I have a big function, which for the MWE below is called modify_vec
. In it, there are for loops where an operation is performed many times (e.g., for each element of a matrix).
I would like the function to be capable of applying different operations, depending on different given inputs, without using if-else statements within the loop.
From my (limited) understanding of compiler optimizations using SIMD, I would have to: either manually write all possible combinations of the operations for the function, so that the compiler knows at compile-time which operation to optimize for; or using templates somehow.

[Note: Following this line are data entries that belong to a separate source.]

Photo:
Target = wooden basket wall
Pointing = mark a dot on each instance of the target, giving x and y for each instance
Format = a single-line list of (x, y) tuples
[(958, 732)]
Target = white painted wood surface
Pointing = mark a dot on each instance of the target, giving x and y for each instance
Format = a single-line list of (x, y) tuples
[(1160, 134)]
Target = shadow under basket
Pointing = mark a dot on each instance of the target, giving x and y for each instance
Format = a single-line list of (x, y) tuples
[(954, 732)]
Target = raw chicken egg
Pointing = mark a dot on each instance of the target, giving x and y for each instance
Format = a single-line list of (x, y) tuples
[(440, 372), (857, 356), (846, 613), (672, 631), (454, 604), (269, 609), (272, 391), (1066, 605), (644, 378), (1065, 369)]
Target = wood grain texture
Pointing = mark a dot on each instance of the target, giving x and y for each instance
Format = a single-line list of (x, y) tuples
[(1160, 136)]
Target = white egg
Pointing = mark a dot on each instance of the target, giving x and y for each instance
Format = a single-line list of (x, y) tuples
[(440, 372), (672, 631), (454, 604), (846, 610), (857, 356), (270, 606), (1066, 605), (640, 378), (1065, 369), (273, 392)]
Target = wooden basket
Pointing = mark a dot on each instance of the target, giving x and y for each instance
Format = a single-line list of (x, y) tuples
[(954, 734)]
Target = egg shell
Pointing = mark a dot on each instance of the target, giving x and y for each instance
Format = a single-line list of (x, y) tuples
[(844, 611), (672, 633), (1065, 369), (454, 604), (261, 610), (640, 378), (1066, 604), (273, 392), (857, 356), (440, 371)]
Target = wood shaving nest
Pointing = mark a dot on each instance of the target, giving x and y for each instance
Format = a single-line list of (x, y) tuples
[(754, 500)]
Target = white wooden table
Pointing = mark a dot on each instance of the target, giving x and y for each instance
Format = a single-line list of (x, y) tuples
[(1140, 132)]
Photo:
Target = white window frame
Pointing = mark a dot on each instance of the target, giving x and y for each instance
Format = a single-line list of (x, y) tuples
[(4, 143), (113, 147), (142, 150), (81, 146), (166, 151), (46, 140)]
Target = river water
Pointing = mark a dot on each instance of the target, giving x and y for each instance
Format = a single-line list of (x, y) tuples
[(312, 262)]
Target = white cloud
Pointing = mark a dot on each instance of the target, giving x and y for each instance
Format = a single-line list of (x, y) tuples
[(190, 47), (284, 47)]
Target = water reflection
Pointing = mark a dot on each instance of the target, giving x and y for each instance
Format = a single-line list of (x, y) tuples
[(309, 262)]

But I do not know how to perform this using templates. Instead, I've tried with std::map<const int, const std::function>
.
Below are some code snippets and a MWE, which can also be seen in Compiler Explorer: https://godbolt.org/z/z777aq5ab.
Bonus question: since none of my actual vectors are defined at compile-time, does "constexpr" even help?
Possible solution based on jwezorek's answer below
A version of modify_vec
that only works for a specific order of operations, where p
is an argument common to all possible operations.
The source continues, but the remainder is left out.